God help me, I need to, but before I can push it further, a loud, drawn-out whistle cuts through the moment.

“Get a room,” Kyle calls from across the yard, grinning like a kid who knows he’s just lit a fuse. Darius is right behind him, balancing a plate stacked high enough to qualify as an engineering feat.

“Seriously,” Darius adds, eyebrows raised as he drops into the seat across from Alise. “Some of us are trying to eat without choking on the tension.”

Heat floods her cheeks, and she shoves back from the table. “I’m going to… check on dessert.”

She’s halfway to the house before I even think about stopping her.

My grip tightens around the glass, the cool condensation slick against my palm, jaw locked as I watch her retreat.

Each step she takes away from me feels like a dare, like she knows I’m not built to let her walk off like that, and she’s right.

I push back from the table, standing too fast, my chair legs scraping against the patio. I grab the lemonade pitcher, refilling my mom’s cup just to keep my hands busy. When I hand it back to her, she takes a sip and eyes me over the rim like she’s not buying a single ounce of my fake composure.

“Thanks, sweetheart,” she says, her tone all warmth and just a hint of suspicion.

“Where are you going in such a hurry?” Cooper asks, fork halfway to his mouth, eyes narrowing like he already knows.

“Yeah,” Cole adds with a smirk. “Gonna give Alise a private lesson in… stickhandling?”

“Stickhandling? Is that what we’re calling it now?” Kyle barks out, unable to hold back, and even Ramona leans back in her chair, grinning like she’s about to chime in with something worse.

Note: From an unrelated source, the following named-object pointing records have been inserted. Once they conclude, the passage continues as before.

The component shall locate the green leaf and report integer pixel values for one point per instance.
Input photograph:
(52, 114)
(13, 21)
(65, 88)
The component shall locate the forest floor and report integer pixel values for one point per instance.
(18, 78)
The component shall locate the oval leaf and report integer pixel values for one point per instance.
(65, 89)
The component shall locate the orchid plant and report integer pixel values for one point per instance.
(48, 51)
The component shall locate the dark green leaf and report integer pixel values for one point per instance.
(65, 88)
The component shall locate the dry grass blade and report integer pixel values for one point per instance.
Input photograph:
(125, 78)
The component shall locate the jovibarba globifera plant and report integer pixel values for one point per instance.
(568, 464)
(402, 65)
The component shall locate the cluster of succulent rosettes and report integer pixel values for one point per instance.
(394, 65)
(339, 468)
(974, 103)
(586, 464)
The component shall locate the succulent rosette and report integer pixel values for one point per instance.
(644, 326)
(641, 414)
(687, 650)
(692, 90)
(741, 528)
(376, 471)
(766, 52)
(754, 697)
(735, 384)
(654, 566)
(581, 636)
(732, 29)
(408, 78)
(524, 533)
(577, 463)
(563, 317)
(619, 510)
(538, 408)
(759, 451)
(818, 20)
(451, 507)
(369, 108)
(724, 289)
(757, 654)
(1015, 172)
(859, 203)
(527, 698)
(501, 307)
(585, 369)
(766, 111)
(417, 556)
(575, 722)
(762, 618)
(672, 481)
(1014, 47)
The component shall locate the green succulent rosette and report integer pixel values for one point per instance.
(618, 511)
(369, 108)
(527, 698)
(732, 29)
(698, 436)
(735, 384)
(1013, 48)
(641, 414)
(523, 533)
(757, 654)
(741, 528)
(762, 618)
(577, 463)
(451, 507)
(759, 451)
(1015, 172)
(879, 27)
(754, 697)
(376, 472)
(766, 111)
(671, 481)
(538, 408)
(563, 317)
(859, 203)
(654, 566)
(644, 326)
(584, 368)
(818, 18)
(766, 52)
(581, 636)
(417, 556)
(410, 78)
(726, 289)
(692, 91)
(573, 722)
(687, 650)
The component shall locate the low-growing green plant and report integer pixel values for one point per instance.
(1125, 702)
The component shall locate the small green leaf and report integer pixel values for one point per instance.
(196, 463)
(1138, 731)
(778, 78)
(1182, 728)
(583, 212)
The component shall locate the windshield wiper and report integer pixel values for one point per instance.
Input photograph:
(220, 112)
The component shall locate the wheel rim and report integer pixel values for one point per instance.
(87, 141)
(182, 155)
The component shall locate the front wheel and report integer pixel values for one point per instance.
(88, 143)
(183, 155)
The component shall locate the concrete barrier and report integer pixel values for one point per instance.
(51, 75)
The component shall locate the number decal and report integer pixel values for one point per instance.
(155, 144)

“Just make sure you put the pitcher back, lover boy. Some of us actually want lemonade.” Bower shakes his head like he’s disappointed in me but can’t hide his smile.

The table bursts into laughter. Even Alise, halfway to the porch, shoots them a look over her shoulder, cheeks flushed, eyes sparking, before turning away quickly.

“Eat your food,” I mutter, not bothering to give their comments a second thought, and hand off the pitcher. “You’re all nosy as hell.”